Does the equation work both ways? Could the shippers cut deals with the manufacturers and in essence back door Amazon by having the superior delivery portion of the transaction? If so what are your thoughts on valuation disparity?
Thank you for this important question and it’s something I’ve also been thinking about given Tesla Motors control of its entire sales process. In addition to the other major initiatives pioneered by the company, its decision to forego the dealership route in favour of selling cars directly is an example of how a manufacturer does not need to rely on bulk sales as it builds scale.

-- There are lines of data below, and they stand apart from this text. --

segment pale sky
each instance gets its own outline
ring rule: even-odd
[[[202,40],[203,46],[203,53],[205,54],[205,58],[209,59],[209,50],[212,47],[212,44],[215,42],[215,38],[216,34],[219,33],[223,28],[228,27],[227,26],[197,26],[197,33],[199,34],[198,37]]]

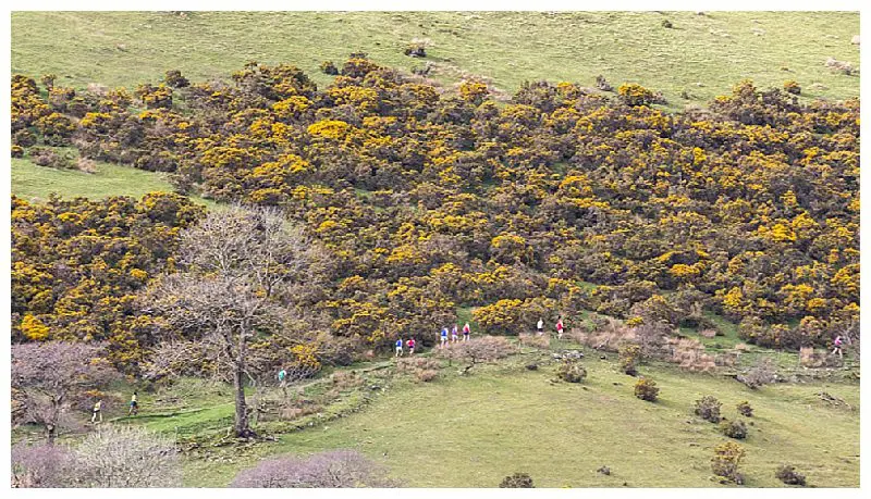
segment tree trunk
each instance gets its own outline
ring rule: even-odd
[[[240,438],[254,436],[248,426],[248,406],[245,403],[245,333],[240,333],[236,348],[236,362],[233,373],[233,388],[236,390],[236,421],[233,429]]]

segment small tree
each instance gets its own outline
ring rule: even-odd
[[[641,360],[641,347],[627,344],[619,349],[619,370],[629,376],[638,374],[638,362]]]
[[[744,476],[738,473],[738,465],[741,459],[744,459],[744,456],[745,450],[741,446],[732,441],[720,444],[714,449],[714,457],[711,459],[711,470],[716,476],[743,485]]]
[[[136,426],[107,425],[74,451],[76,485],[84,487],[180,487],[175,444]]]
[[[42,425],[49,444],[59,429],[74,425],[73,403],[120,376],[100,358],[102,349],[68,341],[12,346],[12,388],[24,394],[21,419]]]
[[[723,421],[720,423],[720,431],[729,438],[738,440],[747,438],[747,425],[740,420]]]
[[[786,485],[800,485],[802,487],[808,485],[805,475],[797,472],[796,466],[790,464],[781,464],[777,466],[774,476]]]
[[[657,382],[653,379],[642,377],[635,383],[635,396],[648,402],[655,402],[660,396],[660,389],[657,387]]]
[[[715,397],[711,395],[706,395],[704,397],[696,400],[696,415],[701,416],[704,421],[710,421],[711,423],[720,423],[720,407],[723,406],[720,400],[716,400]]]
[[[502,479],[500,488],[536,488],[528,473],[515,473]]]
[[[277,211],[231,207],[211,212],[182,234],[182,272],[156,279],[142,300],[162,316],[167,340],[218,346],[217,369],[232,373],[240,437],[254,435],[245,402],[248,344],[257,333],[282,329],[287,305],[316,284],[318,249]]]
[[[395,487],[387,470],[353,450],[321,452],[308,459],[284,457],[261,461],[236,475],[232,487],[351,488]]]

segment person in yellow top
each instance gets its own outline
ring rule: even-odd
[[[91,423],[97,422],[97,416],[100,416],[100,423],[102,423],[102,412],[100,412],[100,408],[102,408],[102,399],[97,400],[97,403],[94,404],[94,415],[90,416]]]
[[[137,394],[134,391],[133,397],[130,398],[130,411],[127,412],[127,416],[136,415],[139,413],[139,399]]]

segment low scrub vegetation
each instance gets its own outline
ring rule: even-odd
[[[566,359],[556,367],[556,377],[566,383],[580,383],[587,377],[587,370],[580,362]]]
[[[635,383],[635,396],[648,402],[655,402],[660,396],[660,389],[657,387],[657,382],[653,379],[642,377]]]
[[[359,488],[395,487],[385,470],[353,450],[336,450],[306,459],[269,459],[241,472],[232,487],[240,488]]]
[[[738,467],[745,456],[746,451],[741,446],[731,441],[723,442],[714,449],[711,470],[723,482],[744,485],[744,475],[740,474]]]
[[[502,479],[500,488],[535,488],[532,477],[526,473],[514,473]]]
[[[781,464],[777,466],[774,476],[786,485],[800,485],[802,487],[808,485],[805,475],[797,472],[796,466],[789,464]]]
[[[714,396],[706,395],[704,397],[696,400],[696,409],[695,413],[699,417],[704,421],[710,421],[711,423],[720,423],[722,417],[720,416],[720,408],[723,403],[717,400]]]

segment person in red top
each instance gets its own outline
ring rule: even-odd
[[[844,340],[841,339],[841,335],[835,338],[835,348],[832,350],[832,354],[838,354],[842,359],[844,359]]]

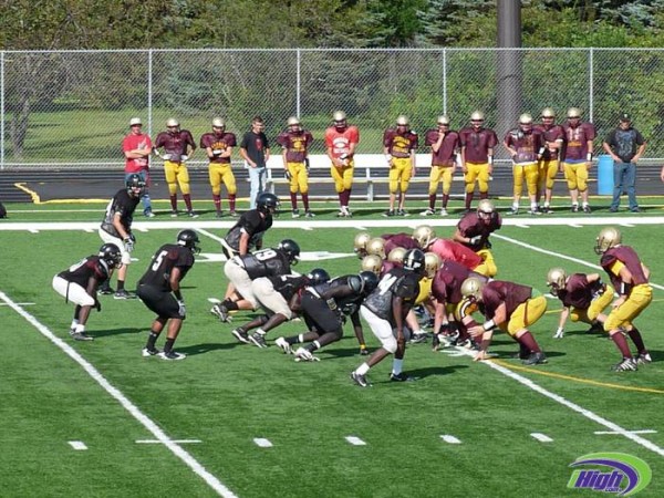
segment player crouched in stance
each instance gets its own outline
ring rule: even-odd
[[[475,361],[488,360],[487,350],[491,344],[494,330],[499,328],[519,343],[519,357],[523,364],[547,363],[547,356],[528,330],[547,311],[547,299],[537,290],[501,280],[484,283],[480,279],[470,277],[461,283],[461,294],[470,303],[477,304],[486,319],[481,325],[470,315],[463,319],[473,339],[481,338]]]
[[[291,338],[279,338],[276,344],[286,353],[298,343],[309,342],[294,352],[295,361],[319,361],[312,353],[343,336],[345,318],[351,317],[360,354],[366,354],[364,333],[360,321],[360,304],[377,286],[378,278],[371,271],[338,277],[302,292],[300,309],[309,332]]]
[[[122,266],[122,253],[115,243],[104,243],[96,256],[89,256],[69,269],[53,277],[53,290],[64,298],[64,302],[73,302],[74,319],[70,334],[76,341],[92,341],[85,333],[85,323],[92,307],[102,311],[97,300],[97,289],[111,278],[114,268]]]
[[[419,293],[419,279],[423,272],[424,252],[421,249],[411,249],[406,252],[403,267],[393,268],[385,273],[376,289],[366,297],[360,307],[362,318],[381,341],[381,347],[374,351],[366,362],[351,372],[351,378],[359,386],[370,385],[366,373],[388,354],[394,354],[390,380],[401,382],[411,378],[402,372],[406,353],[404,329],[406,315]]]
[[[184,360],[183,353],[173,351],[173,344],[187,318],[180,282],[194,266],[194,255],[200,252],[198,235],[181,230],[176,243],[165,243],[153,256],[147,271],[138,281],[136,293],[143,303],[157,313],[153,322],[143,356],[158,355],[162,360]],[[166,344],[159,352],[155,343],[168,323]]]
[[[618,228],[606,227],[600,231],[595,242],[595,252],[601,255],[600,264],[609,274],[619,298],[613,302],[613,310],[604,322],[604,330],[622,353],[620,363],[613,366],[615,372],[637,370],[637,364],[652,361],[643,344],[634,319],[653,300],[653,290],[649,283],[650,270],[641,262],[639,255],[629,246],[623,246],[622,236]],[[630,336],[637,350],[637,356],[632,357],[625,339]]]
[[[547,286],[551,294],[562,302],[562,311],[558,330],[553,339],[562,339],[564,335],[564,323],[568,317],[572,322],[584,322],[604,330],[603,323],[606,315],[604,308],[613,300],[613,288],[604,284],[599,273],[572,273],[568,277],[562,268],[551,268],[547,274]]]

I have often wondered why a company like Samsung Electronics does not do the same. It has the best-selling range of major kitchen appliances, TV’s and some of the most desirable handheld devices, all tastefully displayed on its website. Yet the company relies on Best Buy and Lowes etc. to sell its goods. Amazon also fits into that ecosystem.
As competition and economies of scale improve and online shopping becomes ubiquitous the argument for using intermediaries to sell one’s products is less compelling. Online real estate such as that offered by Amazon is a valuable commodity but it is not beyond the bounds of possibility that other venues will also come to represent valuable traffic hubs.
At present there is little evidence manufacturers are willing to eschew intermediaries but in the event they transition to a direct selling model the valuation afforded Amazon would of course come into question.